New Delhi: A question on job losses in the struggling auto sector in the Parliament on Tuesday received an evasive answer by the Union Minister of State for Heavy Industries that the department had “no specific information of job loss” in the sector.
On Monday, Union Labour Minister Santosh Kumar Gangwar had said that there is nothing to show that demonetisation caused job losses. Gangwar’s reply had come in response to a question by Trinamool Congress MP Kalyan Banarjee who said that thousand of labourers in Srerampur, West Bengal, lost their jobs due to the note ban.
“No specific information in this regard (details of overall job creation and jobs lost in the automobile sector since 2015) is available with the department,” Minister of State for Heavy Industries and Public Enterprises, Arjun Ram Meghwal, said on Tuesday in a written reply.
He further said that “no closure of any automobile or ancillary manufacturing units has been reported to the government”.
The minister’s answer came in response to a question by Congress MP from Tamil Nadu, Jothimani Sennimalai, who said: “(Where are) the details of overall job creation and job lost in the automobile sector since 2015 and the details of the same in Kerala, Tamil Nadu, Gujarat, Uttar Pradesh, Bihar and Karnataka?”
Industry body Federation of Automobile Dealers Associations (FADA) had said earlier this year that around two lakh jobs have been cut across automobile dealerships in India in just three months from May to July this year.
Auto sales in India have been on the decline over the past 12 months.
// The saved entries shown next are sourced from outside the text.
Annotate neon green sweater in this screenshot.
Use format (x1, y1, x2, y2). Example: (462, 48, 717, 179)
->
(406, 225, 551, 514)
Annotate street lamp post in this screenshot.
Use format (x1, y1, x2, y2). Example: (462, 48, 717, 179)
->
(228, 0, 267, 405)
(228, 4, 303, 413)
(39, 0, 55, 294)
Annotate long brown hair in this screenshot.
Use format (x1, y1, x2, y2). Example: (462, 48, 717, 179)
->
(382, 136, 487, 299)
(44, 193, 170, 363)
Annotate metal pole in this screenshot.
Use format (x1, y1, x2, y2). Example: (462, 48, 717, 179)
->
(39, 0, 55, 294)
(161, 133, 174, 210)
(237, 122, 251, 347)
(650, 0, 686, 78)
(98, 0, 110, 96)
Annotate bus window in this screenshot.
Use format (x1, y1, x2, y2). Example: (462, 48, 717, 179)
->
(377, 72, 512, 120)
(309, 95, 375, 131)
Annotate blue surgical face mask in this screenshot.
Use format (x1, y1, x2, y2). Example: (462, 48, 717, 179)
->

Overall domestic auto sales declined by over 12 per cent last month, according to data released by the Society of Indian Automobile Manufacturers (SIAM) on Tuesday.
Besides, the NSSO’s Periodic Labour Force Survey (PLFS) data showed that unemployment rate in the country currently stood at 6.1 per cent, a 45-year high.
However, minister after minister have been skirting data coming even from official channels. The release of PLFS data was held back earlier as the government said that it wanted to present a complete picture on unemployment with monthly comparative analysis.
“Lack of information on job losses begets a question: Shouldn’t all government departments bear a record of job losses in their respective sectors with the same enthusiasm as announcing forecasts of job creation while launching new schemes in advertisements,” asked an economist who had earlier raised doubts over the credibility of government data. He did not wish to be named.